Friday, January 20, 2012

Greene King and A Brief History of British Beer: Part 7

In the far distance is Greene King's new bottling plant - and yes, that massive pipe bridge carries beer all the way from the brewery to the bottling plant making a stop along the way at the kegging plant.
Which leads us, finally, back to Bury St Edmonds and Greene King. One thing that becomes evident when you are on the roof of the tower brewery is just how vast the Greene King estate really is. Tunnels under roads carry pipes that connect the brewery to the kegging and bottling lines. A new modern building, built on piles to withstand the annual floods that occur in the river on which it sits, houses an ultra modern bottling operation. Greene King trucks Belhaven beer down from Scotland (the rumor that Greene King brews Belhaven in Bury is false: Belhaven is all Scottish born and bred) to be bottled in Bury and then those bottles are trucked far and wide. But though it is vast and impressive, they still brew less beer than Sierra Nevada.
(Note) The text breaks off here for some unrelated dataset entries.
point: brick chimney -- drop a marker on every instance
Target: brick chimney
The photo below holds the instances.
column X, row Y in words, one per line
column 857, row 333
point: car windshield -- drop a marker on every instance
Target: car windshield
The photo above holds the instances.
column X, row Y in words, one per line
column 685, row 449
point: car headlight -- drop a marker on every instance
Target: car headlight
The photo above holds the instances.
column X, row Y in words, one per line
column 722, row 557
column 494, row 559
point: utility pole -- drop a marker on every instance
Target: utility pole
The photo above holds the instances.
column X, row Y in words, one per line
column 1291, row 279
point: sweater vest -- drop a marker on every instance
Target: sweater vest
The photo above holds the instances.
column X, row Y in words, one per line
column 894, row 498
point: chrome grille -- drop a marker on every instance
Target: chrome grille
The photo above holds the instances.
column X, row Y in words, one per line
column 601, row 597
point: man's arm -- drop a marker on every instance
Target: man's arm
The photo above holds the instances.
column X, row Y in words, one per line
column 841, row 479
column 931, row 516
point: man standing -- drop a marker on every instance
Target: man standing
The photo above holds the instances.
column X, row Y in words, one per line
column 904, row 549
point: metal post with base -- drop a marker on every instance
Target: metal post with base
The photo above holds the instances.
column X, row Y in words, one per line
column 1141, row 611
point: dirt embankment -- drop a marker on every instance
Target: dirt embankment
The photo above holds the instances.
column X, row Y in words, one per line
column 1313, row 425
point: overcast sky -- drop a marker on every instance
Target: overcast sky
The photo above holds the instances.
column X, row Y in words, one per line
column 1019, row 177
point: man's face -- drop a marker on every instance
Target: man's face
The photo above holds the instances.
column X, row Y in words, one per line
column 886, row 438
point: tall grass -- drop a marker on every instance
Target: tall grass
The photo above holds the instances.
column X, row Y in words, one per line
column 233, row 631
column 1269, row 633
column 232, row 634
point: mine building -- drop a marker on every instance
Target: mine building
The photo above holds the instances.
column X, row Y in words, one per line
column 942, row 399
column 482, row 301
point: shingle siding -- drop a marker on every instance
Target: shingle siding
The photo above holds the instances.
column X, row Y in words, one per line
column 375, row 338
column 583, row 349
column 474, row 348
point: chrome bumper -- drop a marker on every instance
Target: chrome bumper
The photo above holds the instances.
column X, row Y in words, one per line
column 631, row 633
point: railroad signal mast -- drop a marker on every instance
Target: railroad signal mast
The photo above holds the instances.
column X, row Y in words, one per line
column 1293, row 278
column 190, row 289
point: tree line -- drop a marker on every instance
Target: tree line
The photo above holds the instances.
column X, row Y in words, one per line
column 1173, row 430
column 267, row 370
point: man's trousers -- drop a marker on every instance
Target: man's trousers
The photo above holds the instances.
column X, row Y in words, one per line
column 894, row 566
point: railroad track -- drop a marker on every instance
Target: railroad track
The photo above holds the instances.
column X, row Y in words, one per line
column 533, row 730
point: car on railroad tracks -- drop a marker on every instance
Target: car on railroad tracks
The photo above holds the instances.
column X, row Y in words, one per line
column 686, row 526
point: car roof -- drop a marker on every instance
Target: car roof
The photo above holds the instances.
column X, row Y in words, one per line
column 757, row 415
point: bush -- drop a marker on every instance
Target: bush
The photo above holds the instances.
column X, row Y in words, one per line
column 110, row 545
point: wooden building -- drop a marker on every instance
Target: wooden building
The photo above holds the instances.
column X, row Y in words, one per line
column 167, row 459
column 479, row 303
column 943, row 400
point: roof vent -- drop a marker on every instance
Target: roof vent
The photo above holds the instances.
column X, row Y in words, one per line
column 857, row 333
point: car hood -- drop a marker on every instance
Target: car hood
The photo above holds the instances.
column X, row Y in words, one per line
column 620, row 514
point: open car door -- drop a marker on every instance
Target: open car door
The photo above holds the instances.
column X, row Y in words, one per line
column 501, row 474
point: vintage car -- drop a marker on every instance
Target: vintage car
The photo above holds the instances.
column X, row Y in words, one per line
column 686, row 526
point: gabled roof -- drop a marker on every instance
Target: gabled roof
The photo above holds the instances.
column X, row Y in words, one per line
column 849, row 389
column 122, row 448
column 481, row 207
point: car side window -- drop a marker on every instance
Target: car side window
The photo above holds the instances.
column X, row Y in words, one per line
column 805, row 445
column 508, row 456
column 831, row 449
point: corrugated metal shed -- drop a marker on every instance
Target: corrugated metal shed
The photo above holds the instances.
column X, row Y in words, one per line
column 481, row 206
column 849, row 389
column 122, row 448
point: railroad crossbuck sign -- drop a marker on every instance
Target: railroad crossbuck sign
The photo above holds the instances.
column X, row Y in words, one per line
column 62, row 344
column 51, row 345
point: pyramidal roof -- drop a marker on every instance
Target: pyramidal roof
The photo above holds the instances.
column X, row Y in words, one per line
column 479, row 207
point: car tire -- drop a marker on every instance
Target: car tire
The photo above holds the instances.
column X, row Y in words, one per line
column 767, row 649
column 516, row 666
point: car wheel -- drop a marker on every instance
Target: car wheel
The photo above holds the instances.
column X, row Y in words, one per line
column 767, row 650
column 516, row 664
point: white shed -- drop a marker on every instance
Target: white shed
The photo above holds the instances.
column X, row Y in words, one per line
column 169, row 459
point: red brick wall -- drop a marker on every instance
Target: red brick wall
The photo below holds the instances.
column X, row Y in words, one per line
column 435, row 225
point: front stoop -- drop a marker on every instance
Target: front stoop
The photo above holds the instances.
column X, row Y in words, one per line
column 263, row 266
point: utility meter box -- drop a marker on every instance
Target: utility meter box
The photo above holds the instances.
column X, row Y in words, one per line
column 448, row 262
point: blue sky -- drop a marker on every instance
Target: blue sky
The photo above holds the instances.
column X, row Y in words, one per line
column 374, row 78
5X in the oak Vat #1.  Greene King has some room for another on but they haven't decided if they are going to add another.
And though they still get criticized for being commercial, big and lacking in character, not many breweries have the gumption to brew a special beer, 5X, that sits in giant oak vats for two whole years taking up space and burning profit margins. But Greene King does and is considering doing even more.

To stand on the roof and look out over the impressive Green King empire (from the roof you can even see a Greene King pub close by) one can’t help but feel gratified that the future of real British cask ale is bright. As a style that Americans have not adopted with any gusto, this part of world brewing heritage lives on in Bury, Chiswick, Southwold, Burton, Tadcaster and other British heritage brewing sites.
Greene King Head Brewer John Bexon in front of one of the old coppers.
Descending through the tower brewery (and notice how far the malt is carried by a pipe from the storage building in the distance and up four stories to the milling room) and see equipment starting with old de-stoners and mills and down to the new boiling kettles one has the sense that you are seeing both the past and future of British brewing.